You are rather appreciative of voting by secret ballot, aren't you? It hasn't always been this way. In the early Republic, voting was done rather publicly. I'm not ashamed of who I vote for--but then again, I'm not worried about losing my job for voting wrong. (Oh well, right now that's not a problem.) I can remember in 1964 hearing friends of my parents express concern that their employers were attempting to pressure them into voting for Goldwater, not Johnson. (Yes, there was a time when employers were conservatives, not liberals or progressives.) Certainly, the secret ballot is an important method of protecting people at the bottom from being intimidated by employers.
So when I read this New York Post article by Dr. John Lott about an effort to abolish the secret ballot, I thought, "Wow! I'll bet the AFL-CIO will do everything it can to prevent this!" But alas, the AFL-CIO is who is pushing to abolish the secret ballot--at least for elections to decide whether workers will be represented by a union or not.
Just to be sure about this, I went and read the version that went nowhere in Congress last year, proposing to amend 29 USC 159(c):
(6) Notwithstanding any other provision of this section, whenever a petition shall have been filed by an employee or group of employees or any individual or labor organization acting in their behalf alleging that a majority of employees in a unit appropriate for the purposes of collective bargaining wish to be represented by an individual or labor organization for such purposes, the Board shall investigate the petition. If the Board finds that a majority of the employees in a unit appropriate for bargaining has signed valid authorizations designating the individual or labor organization specified in the petition as their bargaining representative and that no other individual or labor organization is currently certified or recognized as the exclusive representative of any of the employees in the unit, the Board shall not direct an election but shall certify the individual or labor organization as the representative described in subsection (a).Now, I can somewhat understand the argument that if a majority of the workers have signed union cards, then perhaps there's no need for a union election. (Hence the bill's description of this as "streamlining" the process.) But according to Dr. Lott, the union only wins these elections about 60% of the time. Huh? If a majority are willing to sign union cards, why would a majority not vote for the union at election?

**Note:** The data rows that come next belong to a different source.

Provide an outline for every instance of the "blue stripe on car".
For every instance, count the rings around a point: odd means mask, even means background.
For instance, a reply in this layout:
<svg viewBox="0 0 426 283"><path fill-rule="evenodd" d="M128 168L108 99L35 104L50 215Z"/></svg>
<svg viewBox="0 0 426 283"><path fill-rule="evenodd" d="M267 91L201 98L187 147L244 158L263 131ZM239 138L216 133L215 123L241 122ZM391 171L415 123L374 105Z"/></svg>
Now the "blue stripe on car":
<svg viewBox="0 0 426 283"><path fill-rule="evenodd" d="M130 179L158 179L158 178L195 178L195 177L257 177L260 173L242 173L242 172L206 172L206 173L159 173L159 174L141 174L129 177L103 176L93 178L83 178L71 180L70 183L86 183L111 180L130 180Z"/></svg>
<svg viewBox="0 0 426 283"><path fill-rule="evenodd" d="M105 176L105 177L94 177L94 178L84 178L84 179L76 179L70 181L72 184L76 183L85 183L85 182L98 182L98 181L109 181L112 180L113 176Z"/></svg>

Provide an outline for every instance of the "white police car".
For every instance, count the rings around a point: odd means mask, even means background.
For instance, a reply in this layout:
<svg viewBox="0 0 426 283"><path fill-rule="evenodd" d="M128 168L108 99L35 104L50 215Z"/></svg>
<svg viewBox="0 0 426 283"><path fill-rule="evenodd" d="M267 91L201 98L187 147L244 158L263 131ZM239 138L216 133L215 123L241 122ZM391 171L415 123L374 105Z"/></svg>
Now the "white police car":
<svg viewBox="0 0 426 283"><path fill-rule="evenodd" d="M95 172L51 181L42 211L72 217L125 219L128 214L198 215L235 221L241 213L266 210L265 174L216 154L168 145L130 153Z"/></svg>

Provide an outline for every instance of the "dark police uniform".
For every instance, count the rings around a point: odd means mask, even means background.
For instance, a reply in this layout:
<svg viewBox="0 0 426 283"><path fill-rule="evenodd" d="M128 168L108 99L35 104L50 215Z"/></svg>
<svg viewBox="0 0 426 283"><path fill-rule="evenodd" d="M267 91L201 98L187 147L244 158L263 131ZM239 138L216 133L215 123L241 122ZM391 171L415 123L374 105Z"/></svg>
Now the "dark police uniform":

There are actually a number of reasons, some of which reflect poorly on the employer, and some on the union. For example, a company might lean on employees, and remind them of the bad things that might happen if the union becomes the bargaining unit. Or perhaps some workers might find themselves fired or laid off. (Not related to their union organizing, of course. That would be illegal.)
But from my experiences, and that of many others that I know, I am more inclined to suspect that a lot of people sign the union authorization cards because they are either strongly encouraged or even directly threatened to do so. Labor unions are fundamentally institutions of organized violence. A friend who has since passed on left me this account of working in a union shop in California during World War II (when the federal government leaned pretty heavily on employers to accept unions):
Our next problem was that after three months on the job, workers were required to join the paper workers union. Those who did not received disfiguring beatings after hours. Having seen what happened to another girl in same position as Wanda and I, we decided that rather than face the same treatment we would quit our jobs before the three months ended.I remember being quite young and surprised that my father was home during the day. He explained that his union, the Boilermakers/Blacksmiths, had gone on strike. "Can't you go to work anyway?"
"Not if you want to live."
And unfortunately, this wasn't just his imagination. There's a fascinating decision by the U.S. Supreme Court, U.S. v. Enmons (1973), that held that the Hobbs Act that "makes it a federal crime to obstruct interstate commerce by robbery or extortion" did not apply to labor unions engaged in destroying power company transformers with rifles and explosives because such use of violence did not qualify as extortion. Extortion means that you are getting something that you don't have a right to get--while higher wages obtained through such violence was a legitimate union bargaining tactic. The Court may have actually come to the right conclusion, based on the legal definition of extortion and the legislative intent of the Hobbs Act--but it does show you something of how labor unions get things done.
I had a friend in California who grew up in Michigan. His father was a UAW local official. He remembered vividly being in a coffee shop with his family one day. The guy in the next booth made some remark to a companion that was uncomplimentary to the union--and my friend's father instinctively swung his coffee mug around and shattered it on this guy's jaw.
There's a long and ugly, bloody, deadly history of corporations and labor unions fighting it out in the nineteenth and early twentieth centuries. There's plenty of evil that was done by both sides. But this is not the situation today--not even close. Labor violence today is almost entirely by labor unions. I can easily believe that the reason that the AFL-CIO wants to "streamline" the process is that they are intimidating workers into signing authorization cards--and don't dare risk a secret ballot.